Дворец Сташица39. Первая квартира (одна огромная комната) моего дяди, профессора математики Антония Пшеборского, где он поселился после переезда из Харькова. В этой комнате как-то утром, когда я на минутку забежал к тетке Пшеборской, вдруг что-то дрогнуло в воздухе и бухнуло в подвале. В ту же секунду посыпались все стекла в окнах (окна были большие, штуки три или четыре). Тетка пережила шок. Это был взрыв в Цитадели. 1928 год40.
Кафе «Кресы» на углу Варецкой. Большой зал, за ним поменьше, летом столики в палисаднике с калиткой на Варецкую, от которого сегодня осталось одно развесистое дерево. Целая эпоха, но о ней будет отдельно. «Кресы» – наше «квадриговское»41 продолжение университета. Если бы это прекрасное, еще живое дерево умело говорить и записало бы на магнитофонную ленту свои воспоминания тех лет – 1924, 1925, 1926… Если бы! «Кресы» были последней страницей истории польской литературно-художественной богемы. «Малая Земянская»42 и Институт пропаганды исскусства43 по сравнению с ними – это уже не богема, а ее глухой отголосок. По пути от Свентокшиской до Иерусалимских тут и там сказочные домики, бары и кафешки, какие сейчас никому и не снились.
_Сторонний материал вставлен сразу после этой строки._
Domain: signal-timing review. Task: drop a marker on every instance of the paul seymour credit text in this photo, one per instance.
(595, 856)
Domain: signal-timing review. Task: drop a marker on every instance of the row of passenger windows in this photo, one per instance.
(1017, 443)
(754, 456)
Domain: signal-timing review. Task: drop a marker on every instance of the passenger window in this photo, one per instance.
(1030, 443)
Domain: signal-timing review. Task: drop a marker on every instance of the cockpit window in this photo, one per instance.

Во всех этих «Кокосах», «Асториях» и «Марсах» гость был поистину гостем, еда настоящей едой, водка не дешевой «водярой», а водкой. Один из памятных вечеров в «Кокосе»: водка с Каролем Шимановским44 и Збышеком Униловским45. А потом мы со Збышеком провожали Шимановского до дома, в котором он жил, рядом с угловым на Варецкой. Мы долго стояли в подворотне и беседовали, а потом поворачивали обратно в «Кокос» на рюмочку, выпивавшуюся стоя у буфета. Снова провожали Шимановского, стояли в подворотне и возвращались в «Кокос», потому что разговор никак не кончался. Мы выпивали по рюмашке, провожали Шимановского… Ко всему, что я к нему питал, добавилось еще что-то очень личное: он так же, как я, прихрамывал на левую ногу. Первая встреча с Тувимом46: он вошел в «Кресы» по обыкновению стремительно, осмотрелся, присел к нашему столику (состав за столиком мог быть, например, такой: Станислав Рышард Добровольский, Святополк Карпинский, Люциан Шенвальд, Людомир Роговский, Александр Малишевский, Константы Ильдефонс Галчинский, Влодзимеж Слободник). Глаза у него, как всегда, сильно блестели, но может, в этот раз сильнее: он только что кончил читать «Победу» Конрада (в ту пору книжную новинку). Прекрасная, прекрасная книга. Глаза его горели… Прекрасная, прекрасная вещь. Сколько ни возвращаюсь в своей памяти к Тувиму – всегда эти горящие глаза. Первое впечатление – горящие глаза.
Кондитерская Бликле47 (сегодня на том же месте, но совсем, совсем не та).
Аптека Малиновского на углу Хмельной. У этой аптеки подруга моей жены, шедшая с ней рука об руку, растянулась во весь рост, нечаянно споткнувшись об уланскую саблю, которую волочил за собой полковник Венява-Длугошовский. Вышел большой конфуз, много смеха и галантные извинения. Пожалуй, никогда еще бедняжке не салютовал такой элегантный полковник.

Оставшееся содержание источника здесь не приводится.